The cell below implements an ADABoosting model using the same training data:
ada <- ada(Class~., data=train)
summary(ada)## Call:
## ada(Class ~ ., data = train)
##
## Loss: exponential Method: discrete Iteration: 50
##
## Training Results
##
## Accuracy: 0.988 Kappa: 0.975We can now use the ADABoosting model to make predictions on the test set:
p_ada <- predict(ada, x_test)
confusionMatrix(p_ada, y_test)## Confusion Matrix and Statistics
##
## Reference
## Prediction benign malignant
## benign 105 2
## malignant 5 52
##
## Accuracy : 0.9573
## 95% CI : (0.914, 0.9827)
## No Information Rate : 0.6707
## P-Value [Acc > NIR] : <2e-16
##
## Kappa : 0.9047
##
## Mcnemar's Test P-Value : 0.4497
##
## Sensitivity : 0.9545
## Specificity : 0.9630
## Pos Pred Value : 0.9813
## Neg Pred Value : 0.9123
## Prevalence : 0.6707
## Detection Rate : 0.6402
## Detection Prevalence : 0.6524
## Balanced Accuracy : 0.9588
##
## 'Positive' Class : benign
## In this case, we see that the ADABoost model did indeed result in a higher sensitivity, meaning better performance for the task at hand. It is worth noting however, that the balanced accuracy slightly decreased.

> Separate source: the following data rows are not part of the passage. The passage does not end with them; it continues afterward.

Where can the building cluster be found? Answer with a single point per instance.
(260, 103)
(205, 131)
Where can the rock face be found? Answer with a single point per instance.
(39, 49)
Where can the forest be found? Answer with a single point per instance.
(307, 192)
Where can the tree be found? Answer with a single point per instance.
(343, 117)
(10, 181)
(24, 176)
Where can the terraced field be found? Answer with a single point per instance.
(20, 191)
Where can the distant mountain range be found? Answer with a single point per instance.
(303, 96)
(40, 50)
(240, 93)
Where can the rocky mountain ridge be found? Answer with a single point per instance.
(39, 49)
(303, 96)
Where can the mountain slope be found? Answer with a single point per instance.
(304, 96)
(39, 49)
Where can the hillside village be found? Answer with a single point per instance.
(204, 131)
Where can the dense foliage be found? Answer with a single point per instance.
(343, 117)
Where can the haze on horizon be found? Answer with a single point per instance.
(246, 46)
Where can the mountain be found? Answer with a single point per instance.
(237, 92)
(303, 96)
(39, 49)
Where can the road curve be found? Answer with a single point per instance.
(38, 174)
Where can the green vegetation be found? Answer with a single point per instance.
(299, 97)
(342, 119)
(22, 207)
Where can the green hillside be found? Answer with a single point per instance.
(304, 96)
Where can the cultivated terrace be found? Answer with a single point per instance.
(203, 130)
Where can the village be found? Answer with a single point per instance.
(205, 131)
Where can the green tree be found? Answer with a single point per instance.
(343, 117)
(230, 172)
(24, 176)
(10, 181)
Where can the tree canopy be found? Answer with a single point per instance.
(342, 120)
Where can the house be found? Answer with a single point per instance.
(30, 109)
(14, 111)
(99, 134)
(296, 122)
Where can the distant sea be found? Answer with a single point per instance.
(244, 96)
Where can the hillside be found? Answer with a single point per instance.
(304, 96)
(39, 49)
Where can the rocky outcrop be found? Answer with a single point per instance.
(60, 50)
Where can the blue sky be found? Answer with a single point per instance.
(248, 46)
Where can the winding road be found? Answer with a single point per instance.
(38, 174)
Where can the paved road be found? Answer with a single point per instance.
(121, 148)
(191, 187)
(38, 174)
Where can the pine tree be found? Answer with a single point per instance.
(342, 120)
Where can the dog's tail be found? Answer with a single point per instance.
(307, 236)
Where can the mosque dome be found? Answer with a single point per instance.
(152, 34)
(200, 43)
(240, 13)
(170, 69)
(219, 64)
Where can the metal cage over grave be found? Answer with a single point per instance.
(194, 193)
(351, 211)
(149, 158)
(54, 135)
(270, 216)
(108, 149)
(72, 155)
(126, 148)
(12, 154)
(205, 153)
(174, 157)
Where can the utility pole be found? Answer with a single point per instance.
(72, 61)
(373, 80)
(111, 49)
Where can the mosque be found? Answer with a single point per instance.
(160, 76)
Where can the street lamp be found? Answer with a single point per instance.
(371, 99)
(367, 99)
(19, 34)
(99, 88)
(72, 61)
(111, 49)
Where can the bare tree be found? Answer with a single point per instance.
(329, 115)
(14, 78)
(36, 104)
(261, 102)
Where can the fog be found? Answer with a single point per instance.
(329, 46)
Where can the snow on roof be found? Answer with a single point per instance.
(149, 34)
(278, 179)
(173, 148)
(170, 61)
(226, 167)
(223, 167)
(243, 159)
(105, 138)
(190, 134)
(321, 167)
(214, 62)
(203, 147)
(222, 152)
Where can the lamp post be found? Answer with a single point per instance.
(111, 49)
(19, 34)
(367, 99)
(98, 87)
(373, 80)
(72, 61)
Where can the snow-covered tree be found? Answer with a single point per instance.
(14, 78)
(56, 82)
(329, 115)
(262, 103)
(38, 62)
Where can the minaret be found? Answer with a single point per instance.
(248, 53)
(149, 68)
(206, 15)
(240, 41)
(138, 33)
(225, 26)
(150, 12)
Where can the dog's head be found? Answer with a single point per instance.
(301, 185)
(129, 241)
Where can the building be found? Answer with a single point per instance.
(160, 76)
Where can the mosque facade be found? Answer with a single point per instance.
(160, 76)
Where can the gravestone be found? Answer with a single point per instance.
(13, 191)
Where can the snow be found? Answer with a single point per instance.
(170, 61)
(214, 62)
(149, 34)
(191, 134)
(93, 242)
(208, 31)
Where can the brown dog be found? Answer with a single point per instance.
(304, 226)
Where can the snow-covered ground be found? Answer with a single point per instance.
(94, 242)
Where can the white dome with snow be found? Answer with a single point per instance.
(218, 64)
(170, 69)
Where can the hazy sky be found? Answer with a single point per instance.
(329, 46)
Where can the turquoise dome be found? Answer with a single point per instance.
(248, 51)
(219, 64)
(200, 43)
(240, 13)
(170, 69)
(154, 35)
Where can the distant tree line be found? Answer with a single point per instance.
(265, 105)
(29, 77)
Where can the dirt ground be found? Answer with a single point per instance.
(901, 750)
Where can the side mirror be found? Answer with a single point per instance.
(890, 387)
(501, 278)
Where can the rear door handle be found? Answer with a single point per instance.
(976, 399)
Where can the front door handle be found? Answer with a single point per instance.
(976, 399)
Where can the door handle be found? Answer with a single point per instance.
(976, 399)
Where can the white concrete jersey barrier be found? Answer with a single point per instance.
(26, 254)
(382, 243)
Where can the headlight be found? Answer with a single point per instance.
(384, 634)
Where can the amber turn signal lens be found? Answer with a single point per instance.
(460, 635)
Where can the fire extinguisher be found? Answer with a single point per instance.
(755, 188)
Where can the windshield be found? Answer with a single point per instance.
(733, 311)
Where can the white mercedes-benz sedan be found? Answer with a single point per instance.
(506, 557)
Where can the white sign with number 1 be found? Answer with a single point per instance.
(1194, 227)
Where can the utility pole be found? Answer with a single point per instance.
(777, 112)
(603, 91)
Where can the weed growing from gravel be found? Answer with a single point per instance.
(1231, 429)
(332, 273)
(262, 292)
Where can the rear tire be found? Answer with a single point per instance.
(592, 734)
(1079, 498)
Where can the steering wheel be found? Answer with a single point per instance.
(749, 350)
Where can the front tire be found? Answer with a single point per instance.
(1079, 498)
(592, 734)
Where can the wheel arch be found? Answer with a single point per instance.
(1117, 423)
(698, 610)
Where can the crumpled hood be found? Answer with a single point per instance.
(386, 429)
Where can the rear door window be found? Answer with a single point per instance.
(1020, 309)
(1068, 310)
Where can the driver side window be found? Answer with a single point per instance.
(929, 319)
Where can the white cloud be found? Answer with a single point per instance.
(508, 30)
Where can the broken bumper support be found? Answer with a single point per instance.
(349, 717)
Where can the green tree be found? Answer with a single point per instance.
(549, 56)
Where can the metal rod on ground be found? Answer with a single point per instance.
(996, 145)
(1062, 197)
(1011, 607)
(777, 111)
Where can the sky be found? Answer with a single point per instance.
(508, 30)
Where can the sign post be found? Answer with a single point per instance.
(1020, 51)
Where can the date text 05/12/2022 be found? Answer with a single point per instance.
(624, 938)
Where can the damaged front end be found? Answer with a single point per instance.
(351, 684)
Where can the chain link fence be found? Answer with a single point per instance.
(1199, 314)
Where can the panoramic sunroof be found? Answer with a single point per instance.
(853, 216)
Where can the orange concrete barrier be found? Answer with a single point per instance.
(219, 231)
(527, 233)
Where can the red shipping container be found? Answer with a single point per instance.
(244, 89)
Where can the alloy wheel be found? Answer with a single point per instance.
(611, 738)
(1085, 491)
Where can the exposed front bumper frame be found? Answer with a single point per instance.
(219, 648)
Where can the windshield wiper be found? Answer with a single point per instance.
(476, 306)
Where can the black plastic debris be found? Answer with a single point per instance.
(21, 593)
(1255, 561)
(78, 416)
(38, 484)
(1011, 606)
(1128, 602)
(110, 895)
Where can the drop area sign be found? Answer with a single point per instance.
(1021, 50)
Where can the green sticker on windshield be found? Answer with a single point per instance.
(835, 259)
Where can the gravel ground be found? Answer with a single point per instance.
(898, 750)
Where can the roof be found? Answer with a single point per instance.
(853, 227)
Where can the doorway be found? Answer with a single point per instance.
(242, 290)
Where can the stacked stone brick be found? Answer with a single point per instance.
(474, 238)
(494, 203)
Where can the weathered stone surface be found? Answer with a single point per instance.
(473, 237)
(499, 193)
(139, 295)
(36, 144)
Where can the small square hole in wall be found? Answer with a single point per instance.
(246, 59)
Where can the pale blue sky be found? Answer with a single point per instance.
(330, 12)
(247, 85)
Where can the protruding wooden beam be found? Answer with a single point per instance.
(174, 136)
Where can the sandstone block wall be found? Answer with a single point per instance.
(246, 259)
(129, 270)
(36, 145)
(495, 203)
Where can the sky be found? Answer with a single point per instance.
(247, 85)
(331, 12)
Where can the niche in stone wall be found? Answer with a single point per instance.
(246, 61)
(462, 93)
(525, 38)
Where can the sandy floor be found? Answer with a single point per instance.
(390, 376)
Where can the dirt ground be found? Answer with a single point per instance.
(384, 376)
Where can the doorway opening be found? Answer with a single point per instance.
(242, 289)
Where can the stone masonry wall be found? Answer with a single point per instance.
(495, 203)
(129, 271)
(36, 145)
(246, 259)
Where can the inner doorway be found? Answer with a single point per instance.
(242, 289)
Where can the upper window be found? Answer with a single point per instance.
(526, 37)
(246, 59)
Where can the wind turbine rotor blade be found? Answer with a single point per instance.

In general, ADABoosting can be used to improve the performance of binary classification models, which exactly the behavior witnessed here. That being said, better performance might not always be exhibited for different datasets. As such, proper testing is necessary to ensure when ADABoosting is an appropriate choice.